Fighting in "The Absolutely True Diary of a Part-Time Indian"


To steal from Malcolm X, the indigenous people of the Americas didn’t land on Plymouth rock; Plymouth rock landed on them.  The occupation and struggle at Standing Rock is just the most recent manifestation of the fight that indigenous people are involved in going all the way back to 1492.  Sherman Alexie himself explains that he writes “to give [young adults] weapons – in the form of words and ideas – that will help them fight their monsters” (Alexie,   Why the Best…).  It is within this angle – an angle of fighting the monster of white supremacy - that I re-read a chapter from Alexie’s The Absolutely True Diary of a Part-Time Indian.
In the chapter appropriately titled, “How to Fight Monsters,” Junior describes, “The Unofficial and Unwritten Spokane Indian Rules of Fisticuffs.”  The rules essentially trap Spokane Indians into a cycle of violence as retribution against insults, the government agencies meant to manage American Indians and white people on the reservation (Alexie, The Absolutely… 61 – 62).  It’s soon after laying out these rules that “Roger the Giant” tells Junior an ultra-racist joke and in return, Junior punches him in the face.  Roger, a white male at the white school, calls Junior, “an animal,” and walks away from him.  Junior, being conditioned in the rules of violence for Indians and not white people, is confused at the response and even yells the question, “What are the rules?” as Roger and his friends depart (Alexie 64-66).  In this scene during lunchtime, Roger comes to represent the violent white supremacist elements of USAmerican culture.  Roger insults African and Native Americans and is shocked when the scrawny Indian kid responds with physical violence, but Roger doesn’t fight back.  He doesn’t have too: the white supremacist society is already doing it for him systemically.  The shock Roger experiences can be likened to the shock felt by USAmericans after 9/11 – the greatest purveyor of violence in the world (the USA) cannot comprehend being the target of mass violence.  The rules laid out for Spokane Indians (and most other oppressed peoples of the world) don’t give Junior that option when Roger spews racism: especially for indigenous people, fighting is the only option for resisting white supremacy whether that looks like European settler colonialism, the lingering effects of genocide, forced displacement and/or the poverty of reservation life. 
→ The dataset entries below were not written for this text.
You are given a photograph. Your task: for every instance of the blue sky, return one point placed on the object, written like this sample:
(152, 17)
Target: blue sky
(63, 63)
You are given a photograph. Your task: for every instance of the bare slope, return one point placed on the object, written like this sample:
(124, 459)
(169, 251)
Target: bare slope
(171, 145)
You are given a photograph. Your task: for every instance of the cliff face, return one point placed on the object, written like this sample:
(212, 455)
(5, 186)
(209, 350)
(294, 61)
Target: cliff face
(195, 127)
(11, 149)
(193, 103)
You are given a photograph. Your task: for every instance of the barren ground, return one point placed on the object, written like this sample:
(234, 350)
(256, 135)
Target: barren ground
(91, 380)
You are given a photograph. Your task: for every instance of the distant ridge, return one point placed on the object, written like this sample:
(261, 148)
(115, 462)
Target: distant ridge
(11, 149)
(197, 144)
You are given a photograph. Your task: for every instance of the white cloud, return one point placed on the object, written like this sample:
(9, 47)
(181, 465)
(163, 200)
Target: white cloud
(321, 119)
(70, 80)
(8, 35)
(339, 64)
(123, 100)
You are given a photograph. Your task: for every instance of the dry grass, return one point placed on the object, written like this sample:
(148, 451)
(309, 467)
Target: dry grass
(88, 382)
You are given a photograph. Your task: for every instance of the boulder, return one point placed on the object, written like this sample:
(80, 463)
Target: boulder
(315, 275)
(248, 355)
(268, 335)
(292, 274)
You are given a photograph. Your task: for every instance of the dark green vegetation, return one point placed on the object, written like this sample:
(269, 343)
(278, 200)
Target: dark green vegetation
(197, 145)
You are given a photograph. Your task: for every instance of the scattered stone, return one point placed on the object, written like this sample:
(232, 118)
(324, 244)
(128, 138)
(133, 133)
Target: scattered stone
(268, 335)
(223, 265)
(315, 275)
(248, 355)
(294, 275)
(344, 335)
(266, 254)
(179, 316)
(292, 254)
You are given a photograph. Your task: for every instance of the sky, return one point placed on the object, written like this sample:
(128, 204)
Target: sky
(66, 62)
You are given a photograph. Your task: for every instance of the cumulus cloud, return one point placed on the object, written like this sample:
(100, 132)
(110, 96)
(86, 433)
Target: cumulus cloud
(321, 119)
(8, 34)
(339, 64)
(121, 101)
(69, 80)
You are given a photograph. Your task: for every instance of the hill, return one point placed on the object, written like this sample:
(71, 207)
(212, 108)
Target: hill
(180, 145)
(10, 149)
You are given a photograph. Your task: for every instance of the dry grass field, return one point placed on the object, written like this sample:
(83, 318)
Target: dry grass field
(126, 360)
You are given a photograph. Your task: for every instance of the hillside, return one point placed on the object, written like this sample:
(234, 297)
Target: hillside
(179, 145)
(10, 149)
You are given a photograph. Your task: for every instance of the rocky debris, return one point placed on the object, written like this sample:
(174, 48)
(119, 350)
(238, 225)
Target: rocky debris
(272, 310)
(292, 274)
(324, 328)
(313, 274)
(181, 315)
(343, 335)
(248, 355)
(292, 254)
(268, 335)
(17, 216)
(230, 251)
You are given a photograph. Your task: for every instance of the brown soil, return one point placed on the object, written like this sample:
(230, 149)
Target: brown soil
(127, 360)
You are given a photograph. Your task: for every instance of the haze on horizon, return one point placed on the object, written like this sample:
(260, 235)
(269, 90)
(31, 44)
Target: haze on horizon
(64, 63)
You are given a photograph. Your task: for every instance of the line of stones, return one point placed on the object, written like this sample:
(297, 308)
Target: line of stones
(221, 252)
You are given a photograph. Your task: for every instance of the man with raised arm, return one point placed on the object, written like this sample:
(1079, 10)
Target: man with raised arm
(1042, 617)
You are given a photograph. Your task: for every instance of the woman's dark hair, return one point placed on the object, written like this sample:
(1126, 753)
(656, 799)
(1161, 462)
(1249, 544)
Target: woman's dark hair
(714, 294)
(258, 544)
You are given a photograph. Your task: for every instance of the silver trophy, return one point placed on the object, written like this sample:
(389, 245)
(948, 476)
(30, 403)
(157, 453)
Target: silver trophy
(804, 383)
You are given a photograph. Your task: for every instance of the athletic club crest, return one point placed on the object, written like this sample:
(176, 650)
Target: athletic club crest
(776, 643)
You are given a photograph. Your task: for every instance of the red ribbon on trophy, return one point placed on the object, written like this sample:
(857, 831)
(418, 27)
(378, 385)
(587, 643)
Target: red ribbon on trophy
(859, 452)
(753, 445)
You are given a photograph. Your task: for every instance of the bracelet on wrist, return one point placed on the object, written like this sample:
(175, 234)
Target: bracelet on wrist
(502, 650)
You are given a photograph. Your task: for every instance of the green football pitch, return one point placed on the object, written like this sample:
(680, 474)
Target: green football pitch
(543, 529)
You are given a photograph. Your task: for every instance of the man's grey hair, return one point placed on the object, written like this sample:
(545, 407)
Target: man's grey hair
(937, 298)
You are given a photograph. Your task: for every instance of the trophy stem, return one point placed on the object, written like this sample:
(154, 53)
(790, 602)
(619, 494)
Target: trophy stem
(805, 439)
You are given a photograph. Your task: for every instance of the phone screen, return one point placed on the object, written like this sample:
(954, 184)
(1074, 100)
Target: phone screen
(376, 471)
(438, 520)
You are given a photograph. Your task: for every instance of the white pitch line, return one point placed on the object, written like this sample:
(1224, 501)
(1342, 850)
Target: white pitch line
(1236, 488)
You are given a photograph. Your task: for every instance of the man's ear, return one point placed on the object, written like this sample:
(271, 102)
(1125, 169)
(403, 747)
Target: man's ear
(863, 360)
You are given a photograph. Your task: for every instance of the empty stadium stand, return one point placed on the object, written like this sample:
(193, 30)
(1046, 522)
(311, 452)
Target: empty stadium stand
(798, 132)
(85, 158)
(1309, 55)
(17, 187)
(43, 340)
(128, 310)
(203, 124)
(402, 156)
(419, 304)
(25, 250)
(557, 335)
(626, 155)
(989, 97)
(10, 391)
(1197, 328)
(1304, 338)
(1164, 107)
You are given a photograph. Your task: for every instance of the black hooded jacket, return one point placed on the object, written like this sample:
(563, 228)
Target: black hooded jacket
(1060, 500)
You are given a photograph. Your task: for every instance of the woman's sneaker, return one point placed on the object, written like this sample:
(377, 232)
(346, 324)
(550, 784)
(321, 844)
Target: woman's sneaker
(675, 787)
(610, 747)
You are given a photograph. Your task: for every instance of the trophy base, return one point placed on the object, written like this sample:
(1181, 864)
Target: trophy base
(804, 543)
At the end of the chapter, “In Like a Lion,” which depicts the second meeting between Reardan and Wellpinit on the basketball court, Junior realizes that the white school of Reardan is the Goliath that just defeated the David of Wellpinit and admits that, “maybe my white teammates had problems, serious problems, but none of their problems were life threatening” (Alexie 195).  Whether it’s fist fights or the violence of structural poverty and the resulting privation, the indigenous people of the Americas will continue to be subjected to battles for survival until social, economic and racial justice is achieved.